05.06.2021, 14:08

U S vaccine donations will be given to countries in need

Latin America, Southeast Asia, and Africa will be among other recipients to receive 25 millions doses of vaccine that the Biden administration is sending out this month.


The White House, besieged with requests from other nations to share its supply of coronavirus vaccine, announced Thursday that it would distribute an initial 25 million doses this month across a “wide range of countries” in Latin America and the Caribbean, South and Southeast Asia, and Africa, as well as the Palestinian territories, war-ravaged Gaza and the West Bank, according to NYTimes.

The doses are the first of a total 80 million that President Biden has pledged to send overseas by the end of this month. Three-quarters of the initial batch will be given to the international vaccine effort known as Covax, officials said at a White House briefing on the pandemic, though administration officials are helping decide where to send them.



People receiving Pfizer’s Covid-19 vaccine last month in San Miguelito, Panama. Photo: Shutterstock

But the donation is nowhere close to enough. About 11 billion doses are needed to vaccinate 70 percent of the world’s population against the coronavirus, according to estimates from researchers at Duke University. As of last month, the analytics firm Airfinity estimated that 1.7 billion doses had been produced.

Thursday’s announcement comes a week before Mr. Biden leaves for Cornwall, England, to meet with the heads of state of the Group of 7 industrialized nations, where the global vaccine supply is certain to be a topic of discussion. Officials said the Biden administration would donate additional doses throughout the summer as they become available.

“This is just the beginning,” said Jeffrey Zients, Mr. Biden’s coronavirus response coordinator. “Expect a regular cadence of shipments around the world, across the next several weeks.”

Some African nations have less than 1 percent of their populations partly vaccinated, according to data from the Our World in Data project at the University of Oxford, and the percentages of vaccinated people in Honduras and Guatemala are around 3 percent of the population.

Mr. Biden’s pledge to donate 80 million doses this month involves vaccines made by four manufacturers. Besides AstraZeneca, they are Pfizer-BioNTech, Moderna and Johnson & Johnson, the last three of which have received U.S. emergency authorization for their vaccines.

The president has made several announcements to help reach his goal. He said last month that his administration would send 20 million doses of the authorized vaccines overseas in June — the first time he had pledged to give away doses that could be used in the United States.

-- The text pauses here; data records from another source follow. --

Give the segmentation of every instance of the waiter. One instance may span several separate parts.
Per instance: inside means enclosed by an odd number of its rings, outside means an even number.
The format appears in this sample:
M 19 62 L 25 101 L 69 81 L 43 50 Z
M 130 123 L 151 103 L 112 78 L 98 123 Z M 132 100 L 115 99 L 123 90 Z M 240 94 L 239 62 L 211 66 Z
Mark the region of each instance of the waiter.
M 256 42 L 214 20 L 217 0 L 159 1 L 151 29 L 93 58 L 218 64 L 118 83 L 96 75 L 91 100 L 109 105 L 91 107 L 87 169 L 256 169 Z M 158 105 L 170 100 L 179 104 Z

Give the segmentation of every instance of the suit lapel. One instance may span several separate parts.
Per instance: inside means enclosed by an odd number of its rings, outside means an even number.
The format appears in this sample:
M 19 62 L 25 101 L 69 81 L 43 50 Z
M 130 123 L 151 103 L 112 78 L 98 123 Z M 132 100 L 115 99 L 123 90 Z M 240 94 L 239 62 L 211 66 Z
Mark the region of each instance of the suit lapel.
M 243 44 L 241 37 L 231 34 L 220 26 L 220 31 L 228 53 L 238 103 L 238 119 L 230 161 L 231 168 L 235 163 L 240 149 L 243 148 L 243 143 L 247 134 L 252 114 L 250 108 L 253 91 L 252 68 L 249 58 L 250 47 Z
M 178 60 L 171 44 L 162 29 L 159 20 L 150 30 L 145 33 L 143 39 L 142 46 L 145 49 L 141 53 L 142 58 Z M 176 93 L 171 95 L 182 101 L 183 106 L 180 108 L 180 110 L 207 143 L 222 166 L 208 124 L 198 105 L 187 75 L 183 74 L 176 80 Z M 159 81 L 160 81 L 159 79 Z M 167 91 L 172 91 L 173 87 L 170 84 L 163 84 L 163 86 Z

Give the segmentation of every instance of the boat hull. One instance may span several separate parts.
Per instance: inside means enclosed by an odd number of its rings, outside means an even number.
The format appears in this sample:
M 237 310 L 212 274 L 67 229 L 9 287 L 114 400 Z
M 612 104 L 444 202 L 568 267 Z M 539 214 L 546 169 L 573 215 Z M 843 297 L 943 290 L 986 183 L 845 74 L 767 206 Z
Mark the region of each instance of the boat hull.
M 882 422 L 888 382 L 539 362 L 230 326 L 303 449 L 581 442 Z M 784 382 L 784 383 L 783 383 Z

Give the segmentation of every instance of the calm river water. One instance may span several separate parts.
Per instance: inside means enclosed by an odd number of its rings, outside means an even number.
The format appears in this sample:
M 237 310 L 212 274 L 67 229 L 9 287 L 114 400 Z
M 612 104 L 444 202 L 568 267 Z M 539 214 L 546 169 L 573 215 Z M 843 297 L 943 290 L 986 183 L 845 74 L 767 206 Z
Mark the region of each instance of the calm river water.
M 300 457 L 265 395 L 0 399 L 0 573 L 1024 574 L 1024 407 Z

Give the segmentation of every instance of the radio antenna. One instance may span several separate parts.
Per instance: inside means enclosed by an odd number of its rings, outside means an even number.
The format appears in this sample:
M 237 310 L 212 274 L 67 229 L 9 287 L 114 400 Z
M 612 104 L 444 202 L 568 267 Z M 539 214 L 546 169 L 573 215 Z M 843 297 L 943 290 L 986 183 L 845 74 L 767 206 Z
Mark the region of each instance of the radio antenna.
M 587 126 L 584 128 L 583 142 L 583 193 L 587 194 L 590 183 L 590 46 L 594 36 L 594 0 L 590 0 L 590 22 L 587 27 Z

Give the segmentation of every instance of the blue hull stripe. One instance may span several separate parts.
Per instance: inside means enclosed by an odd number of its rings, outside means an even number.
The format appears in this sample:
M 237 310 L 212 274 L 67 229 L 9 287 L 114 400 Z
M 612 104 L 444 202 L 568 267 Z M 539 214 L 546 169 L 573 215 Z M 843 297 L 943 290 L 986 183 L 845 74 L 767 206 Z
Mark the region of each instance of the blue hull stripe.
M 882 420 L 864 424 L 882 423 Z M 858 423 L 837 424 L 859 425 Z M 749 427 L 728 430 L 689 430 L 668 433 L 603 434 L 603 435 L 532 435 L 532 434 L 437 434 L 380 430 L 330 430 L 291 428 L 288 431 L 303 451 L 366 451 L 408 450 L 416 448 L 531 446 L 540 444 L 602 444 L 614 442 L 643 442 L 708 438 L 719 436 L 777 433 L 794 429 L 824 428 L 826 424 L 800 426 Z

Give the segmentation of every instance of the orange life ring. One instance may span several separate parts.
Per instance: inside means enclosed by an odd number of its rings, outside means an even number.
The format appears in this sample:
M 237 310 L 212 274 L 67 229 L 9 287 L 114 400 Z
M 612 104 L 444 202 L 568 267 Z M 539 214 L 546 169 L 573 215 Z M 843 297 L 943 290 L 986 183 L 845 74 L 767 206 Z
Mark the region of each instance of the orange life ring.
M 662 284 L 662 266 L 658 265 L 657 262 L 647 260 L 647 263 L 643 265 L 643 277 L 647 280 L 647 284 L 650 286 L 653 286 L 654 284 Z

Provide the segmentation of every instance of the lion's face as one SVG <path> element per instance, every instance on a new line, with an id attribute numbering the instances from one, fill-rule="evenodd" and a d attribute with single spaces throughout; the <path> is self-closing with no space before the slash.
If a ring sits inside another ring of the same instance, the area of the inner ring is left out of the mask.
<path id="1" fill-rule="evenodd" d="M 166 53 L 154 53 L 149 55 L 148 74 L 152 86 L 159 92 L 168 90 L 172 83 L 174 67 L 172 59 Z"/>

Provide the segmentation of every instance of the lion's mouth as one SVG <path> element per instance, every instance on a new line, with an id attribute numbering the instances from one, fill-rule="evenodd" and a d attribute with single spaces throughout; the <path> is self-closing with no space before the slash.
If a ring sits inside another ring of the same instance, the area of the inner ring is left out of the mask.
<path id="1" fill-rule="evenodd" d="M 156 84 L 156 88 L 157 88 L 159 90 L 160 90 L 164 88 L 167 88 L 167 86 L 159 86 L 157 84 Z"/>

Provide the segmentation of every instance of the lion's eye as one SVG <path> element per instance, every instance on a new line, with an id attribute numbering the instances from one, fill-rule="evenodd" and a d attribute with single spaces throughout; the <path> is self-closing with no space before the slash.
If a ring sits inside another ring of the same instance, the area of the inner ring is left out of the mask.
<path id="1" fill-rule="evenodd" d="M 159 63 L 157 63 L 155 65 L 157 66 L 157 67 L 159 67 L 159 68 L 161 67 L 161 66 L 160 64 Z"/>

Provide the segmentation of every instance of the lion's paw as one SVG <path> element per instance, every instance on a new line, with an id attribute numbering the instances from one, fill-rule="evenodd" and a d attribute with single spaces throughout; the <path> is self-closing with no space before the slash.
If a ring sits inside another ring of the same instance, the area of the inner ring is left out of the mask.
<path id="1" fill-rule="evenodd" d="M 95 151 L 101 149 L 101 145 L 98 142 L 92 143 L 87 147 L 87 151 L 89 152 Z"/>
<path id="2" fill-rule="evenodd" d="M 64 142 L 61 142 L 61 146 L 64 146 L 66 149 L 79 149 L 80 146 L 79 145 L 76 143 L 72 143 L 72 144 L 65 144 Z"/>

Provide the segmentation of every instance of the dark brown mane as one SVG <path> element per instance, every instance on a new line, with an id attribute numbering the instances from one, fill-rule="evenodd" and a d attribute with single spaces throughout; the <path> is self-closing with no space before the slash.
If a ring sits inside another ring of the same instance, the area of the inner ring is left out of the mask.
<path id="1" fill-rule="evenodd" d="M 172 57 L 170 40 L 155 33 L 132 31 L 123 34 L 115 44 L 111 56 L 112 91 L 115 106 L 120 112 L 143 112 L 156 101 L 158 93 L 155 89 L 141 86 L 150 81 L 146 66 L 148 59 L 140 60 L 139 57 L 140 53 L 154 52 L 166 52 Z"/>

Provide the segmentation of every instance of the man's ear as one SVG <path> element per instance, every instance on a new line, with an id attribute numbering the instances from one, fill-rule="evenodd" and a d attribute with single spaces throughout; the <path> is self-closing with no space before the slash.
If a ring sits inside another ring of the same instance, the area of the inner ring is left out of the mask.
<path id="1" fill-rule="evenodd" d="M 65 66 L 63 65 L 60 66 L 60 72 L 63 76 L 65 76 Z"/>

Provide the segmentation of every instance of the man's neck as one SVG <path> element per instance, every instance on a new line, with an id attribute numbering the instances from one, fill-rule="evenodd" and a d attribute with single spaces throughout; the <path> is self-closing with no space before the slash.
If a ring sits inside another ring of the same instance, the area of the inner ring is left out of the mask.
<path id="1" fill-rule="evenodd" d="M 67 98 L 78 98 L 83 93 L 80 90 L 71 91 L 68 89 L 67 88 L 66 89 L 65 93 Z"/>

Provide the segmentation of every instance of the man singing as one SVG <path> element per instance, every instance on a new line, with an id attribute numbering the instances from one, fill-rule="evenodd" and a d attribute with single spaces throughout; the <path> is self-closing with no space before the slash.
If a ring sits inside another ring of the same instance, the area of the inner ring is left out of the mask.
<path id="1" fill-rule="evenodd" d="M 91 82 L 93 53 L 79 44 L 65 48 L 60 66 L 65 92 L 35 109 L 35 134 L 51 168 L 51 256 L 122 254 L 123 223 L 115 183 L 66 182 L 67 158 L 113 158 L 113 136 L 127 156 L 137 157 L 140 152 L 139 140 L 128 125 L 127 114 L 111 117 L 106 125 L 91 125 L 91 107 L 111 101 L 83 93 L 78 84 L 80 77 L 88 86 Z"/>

Officials said Thursday that the number rose to 25 million because more authorized doses have become available.

“The world is looking to the U.S. for global leadership, and more ambition is needed”


U S vaccine donations will be given to countries in need

The US pledge will significantly add to the COVAX vaccine rollout. Photo: Alexander Joe/ AP Photo

The long-awaited vaccine sharing plan comes as demand for shots in the U.S. has dropped significantly — more than 63% of adults have received at least one dose — and as global inequities in supply have become more pronounced.

Scores of countries have requested doses from the United States, but to date only Mexico and Canada have received a combined 4.5 million doses. The U.S. also has announced plans to share enough shots with South Korea to vaccinate its 550,000 troops who serve alongside American service members on the peninsula. White House COVID-19 coordinator Jeff Zients said that 1 million Johnson & Johnson doses were being shipped to South Korea Thursday.

The U.S. has committed more than $4 billion to COVAX, but with vaccine supplies short — and wealthy nations locking up most of them — the greater need than funding has been immediate access to actual doses, to overcome what health officials have long decried as unequal access to the vaccines.

The U.S. action means “frontline workers and at-risk populations will receive potentially life-saving vaccinations” and bring the world “a step closer to ending the acute phase of the pandemic,” said Dr. Seth Berkley, CEO of Gavi, which is leading the COVAX alliance.

However, Tom Hart the acting CEO of The ONE Campaign, said that while Thursday’s announcement was a “welcome step, the Biden administration needs to commit to sharing more doses.

“The world is looking to the U.S. for global leadership, and more ambition is needed,” he said.

Biden has committed to providing other nations with all 60 million U.S.-produced doses of the AstraZeneca vaccine, which has yet to be authorized for use in America but is widely approved around the world. The AstraZeneca doses have been held up for export by a weeks-long safety review by the Food and Drug Administration, and without them Biden will be hard pressed to meet his sharing goal.

The White House says the initial 25 million doses announced Thursday will be shipped from existing federal stockpiles of Pfizer, Moderna and Johnson & Johnson vaccines. More doses are expected to be made available to share in the months ahead.